Helder: I've given a lot of thought to sort of this topic, and I think there's a tendency for companies to latch on to whatever the big hit of the moment is and to try and copy it. When the iPhone first came out it seemed like touchscreens were everywhere. They put them on washing machines and stoves. A stove is the worst thing to put a touch screen on because you need to differentiate your surfaces from what's on fire and what's not on fire. That’s why touch screens on cars are the worst thing because you need tactile feedback when you drive. There's a reason we're going to buttons and mechanical switches. The thing that lasts this is the thing that has been well thought and well considered.
Entrepreneur: Is vision its own essential part of a strategy?
Dragusin: We want to be the wooden toy company. There’s a company that makes plastic bricks -- can you think of which company this is? Or wooden trains? Or affordable home furniture? When people do something well, you become known for that.

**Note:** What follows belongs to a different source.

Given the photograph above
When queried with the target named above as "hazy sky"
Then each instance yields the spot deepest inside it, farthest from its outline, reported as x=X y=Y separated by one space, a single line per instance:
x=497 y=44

A post shared by Candylab Toys (@Candylabtoys) on Sep 27, 2017 at 3:04pm PDT
Entrepreneur: Vlad, you’re a parent as well, though. It was important for you that the toys could also be played with -- really played with. Why is that experience important to building an iconic product?
Dragusin: They fly off that ramp. That is such a simple experience that people can latch onto. But at the same time it's subtle -- the weight of it and the speed and bounciness and all that fun stuff. So, let's say five years from now, you fish it out of your toy chest and you can still do this. It's just play. It's just playing with the toy car. That experience never changes.